Strategi Sony untuk secara aktif membantu gamer menyelesaikan rangkaian game yang ada memang bukan hal baru. Playstation 5 misalnya, saat ini sudah mendukung fitur bernama Game Help yang didesain untuk mencapai ambisi tersebut. Kini dengan bantuan AI, Sony berkesempatan untuk mendorong konsep tersebut satu level lebih tinggi.
Berdasakan laporan dari situs Allaboutai,, Sony dikabarkan mendaftarkan paten “Ghost AI” yang didesain untuk membantu gamer nantinya. Seperti nama yang ia usung, bahwa alih-alih sekadar instruksi tertulis atau video, ia akan menciptakan dan menghadirkan sebuah karakter Ghost yang akan langsung menempati ruang si video game itu sendiri. Nantinya si Ghost akan memamerkan cara untuk menyelesaikan puzzle atau sekadar mendemonstrasikan sekuens input gerakan yang dibutuhkan untuk melanjutkan permainan.
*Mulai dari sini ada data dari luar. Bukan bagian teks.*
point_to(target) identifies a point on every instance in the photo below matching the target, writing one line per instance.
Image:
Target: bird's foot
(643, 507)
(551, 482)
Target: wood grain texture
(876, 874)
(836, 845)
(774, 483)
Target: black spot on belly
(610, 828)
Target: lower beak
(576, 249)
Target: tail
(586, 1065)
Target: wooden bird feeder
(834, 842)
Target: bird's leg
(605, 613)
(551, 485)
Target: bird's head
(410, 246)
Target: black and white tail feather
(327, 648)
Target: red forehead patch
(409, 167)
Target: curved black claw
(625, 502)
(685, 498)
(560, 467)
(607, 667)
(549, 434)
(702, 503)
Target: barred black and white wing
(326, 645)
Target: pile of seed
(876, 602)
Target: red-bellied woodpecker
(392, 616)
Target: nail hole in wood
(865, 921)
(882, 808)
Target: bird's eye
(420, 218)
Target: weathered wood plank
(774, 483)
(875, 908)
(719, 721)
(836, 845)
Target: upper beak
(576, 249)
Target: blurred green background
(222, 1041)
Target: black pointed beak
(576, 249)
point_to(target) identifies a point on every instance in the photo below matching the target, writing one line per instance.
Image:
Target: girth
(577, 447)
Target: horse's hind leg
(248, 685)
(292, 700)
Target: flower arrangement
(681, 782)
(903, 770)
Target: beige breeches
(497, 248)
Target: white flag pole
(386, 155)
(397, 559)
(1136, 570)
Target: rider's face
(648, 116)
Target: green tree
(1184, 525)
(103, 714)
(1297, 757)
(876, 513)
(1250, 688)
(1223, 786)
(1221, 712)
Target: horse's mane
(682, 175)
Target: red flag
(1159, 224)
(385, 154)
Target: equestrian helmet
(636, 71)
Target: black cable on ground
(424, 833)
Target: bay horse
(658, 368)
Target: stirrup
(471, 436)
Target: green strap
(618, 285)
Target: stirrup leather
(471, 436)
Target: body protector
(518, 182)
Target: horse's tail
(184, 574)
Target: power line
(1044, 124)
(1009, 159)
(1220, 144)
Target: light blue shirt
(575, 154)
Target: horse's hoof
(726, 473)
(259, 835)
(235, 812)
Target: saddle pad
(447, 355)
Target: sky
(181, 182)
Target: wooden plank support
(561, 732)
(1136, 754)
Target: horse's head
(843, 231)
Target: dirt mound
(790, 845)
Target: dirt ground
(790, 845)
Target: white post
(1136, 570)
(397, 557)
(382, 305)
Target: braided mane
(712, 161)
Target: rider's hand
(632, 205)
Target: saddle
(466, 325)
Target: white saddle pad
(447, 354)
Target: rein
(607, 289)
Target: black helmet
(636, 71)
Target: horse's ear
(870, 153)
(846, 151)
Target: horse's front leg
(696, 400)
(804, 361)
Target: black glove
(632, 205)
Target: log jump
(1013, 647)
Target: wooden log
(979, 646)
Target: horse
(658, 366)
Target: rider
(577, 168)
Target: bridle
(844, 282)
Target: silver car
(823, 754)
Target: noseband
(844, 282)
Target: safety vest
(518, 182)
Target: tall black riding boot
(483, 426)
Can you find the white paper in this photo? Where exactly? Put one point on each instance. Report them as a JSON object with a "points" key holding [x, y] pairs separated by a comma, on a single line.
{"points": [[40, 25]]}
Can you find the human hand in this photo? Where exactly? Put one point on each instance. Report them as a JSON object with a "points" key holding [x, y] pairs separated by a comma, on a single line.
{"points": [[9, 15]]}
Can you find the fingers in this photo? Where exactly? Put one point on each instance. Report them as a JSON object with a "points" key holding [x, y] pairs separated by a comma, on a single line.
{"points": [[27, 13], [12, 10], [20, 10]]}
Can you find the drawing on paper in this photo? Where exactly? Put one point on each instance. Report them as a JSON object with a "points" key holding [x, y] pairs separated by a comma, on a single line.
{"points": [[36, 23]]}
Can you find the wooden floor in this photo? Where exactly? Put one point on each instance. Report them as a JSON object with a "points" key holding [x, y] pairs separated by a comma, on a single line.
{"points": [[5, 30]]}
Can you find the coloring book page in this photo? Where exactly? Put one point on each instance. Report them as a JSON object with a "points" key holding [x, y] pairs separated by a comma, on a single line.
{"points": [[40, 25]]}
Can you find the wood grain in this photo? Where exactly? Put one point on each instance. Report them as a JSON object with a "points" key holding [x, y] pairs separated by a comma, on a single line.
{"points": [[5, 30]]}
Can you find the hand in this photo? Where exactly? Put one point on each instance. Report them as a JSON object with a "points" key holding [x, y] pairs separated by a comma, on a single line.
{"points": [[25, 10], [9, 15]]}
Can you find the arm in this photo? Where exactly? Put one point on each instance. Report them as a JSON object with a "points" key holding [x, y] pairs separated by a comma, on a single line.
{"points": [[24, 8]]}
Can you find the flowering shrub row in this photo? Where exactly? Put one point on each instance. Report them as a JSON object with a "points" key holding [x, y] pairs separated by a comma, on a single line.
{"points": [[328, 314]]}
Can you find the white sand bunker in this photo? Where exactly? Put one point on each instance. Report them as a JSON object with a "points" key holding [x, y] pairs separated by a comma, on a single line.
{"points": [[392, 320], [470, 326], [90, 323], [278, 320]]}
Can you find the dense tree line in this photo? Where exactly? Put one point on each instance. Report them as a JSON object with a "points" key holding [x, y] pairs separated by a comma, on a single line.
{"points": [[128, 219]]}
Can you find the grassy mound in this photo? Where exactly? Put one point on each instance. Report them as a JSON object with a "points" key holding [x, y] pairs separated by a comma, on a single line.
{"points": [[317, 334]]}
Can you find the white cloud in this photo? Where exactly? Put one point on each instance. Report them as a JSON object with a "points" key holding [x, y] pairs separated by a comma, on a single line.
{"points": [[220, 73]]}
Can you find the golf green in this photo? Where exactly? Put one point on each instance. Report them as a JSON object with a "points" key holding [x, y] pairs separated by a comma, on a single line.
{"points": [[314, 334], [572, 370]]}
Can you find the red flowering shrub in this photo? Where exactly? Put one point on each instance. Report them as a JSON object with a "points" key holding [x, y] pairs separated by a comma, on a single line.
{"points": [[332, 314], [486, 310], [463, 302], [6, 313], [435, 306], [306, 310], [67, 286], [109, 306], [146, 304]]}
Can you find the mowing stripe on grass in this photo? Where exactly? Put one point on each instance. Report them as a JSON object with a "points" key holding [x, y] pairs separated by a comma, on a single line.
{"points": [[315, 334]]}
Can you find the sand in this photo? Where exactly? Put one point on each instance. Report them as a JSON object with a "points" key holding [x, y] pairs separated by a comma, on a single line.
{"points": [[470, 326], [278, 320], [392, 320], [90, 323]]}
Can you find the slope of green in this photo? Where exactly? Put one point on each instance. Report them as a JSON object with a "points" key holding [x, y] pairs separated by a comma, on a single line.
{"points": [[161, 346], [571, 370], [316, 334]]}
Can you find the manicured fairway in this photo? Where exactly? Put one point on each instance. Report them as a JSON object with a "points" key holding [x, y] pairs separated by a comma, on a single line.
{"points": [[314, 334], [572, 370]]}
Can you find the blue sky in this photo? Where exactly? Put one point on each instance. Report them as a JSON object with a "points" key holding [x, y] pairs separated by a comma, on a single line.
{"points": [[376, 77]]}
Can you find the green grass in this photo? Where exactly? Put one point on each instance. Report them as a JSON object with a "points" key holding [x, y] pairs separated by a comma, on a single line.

Bahkan tidak berhenti sampai di sana saja, Sony juga kabarnya hendak mengimplementasikan ssitem tanya jawab di sini sehinggga gamer bisa langsung bertanya dan mendapatkan jawaban dari sang Ghost AI ketika dibutuhkan.

Di dalam paten tersebut, Sony juga terlihat hendak menawarkan rangkaian opsi preset untuk bantuan Ghost AI yang akan terbagi menjadi Story Mode, Combat Mode, Exploration Mode, dan Full Game Mode yang walaupun tidak dibarengi dengan penjelasan, namun mengindikasikan pengaturan soal seberapa aktif keterlibatan sang Ghost AI di dalam game nantinya.
Sony yakin bahwa teknologi ini dibutuhkan mengingat semakin kompleksnya video game. Ia menargetkan para gamer tidak ahli yang seringkali berhenti bermain di tengah perjalanan atau kesulitan menyelesaikan tugas tertentu.
Tentu saja, paten seperti ini belum tentu akan selalu berujung menjadi fitur atau teknologi yang diterapkan di produk komersial di akhir. Namun tetap saja pendaftaran ini menjadi sebuah intipan menarik soal apa yang hendak dilakukan Sony dengan kian berkembangnya teknologi AI di industri game saat ini.
Bagaimana menurut Anda?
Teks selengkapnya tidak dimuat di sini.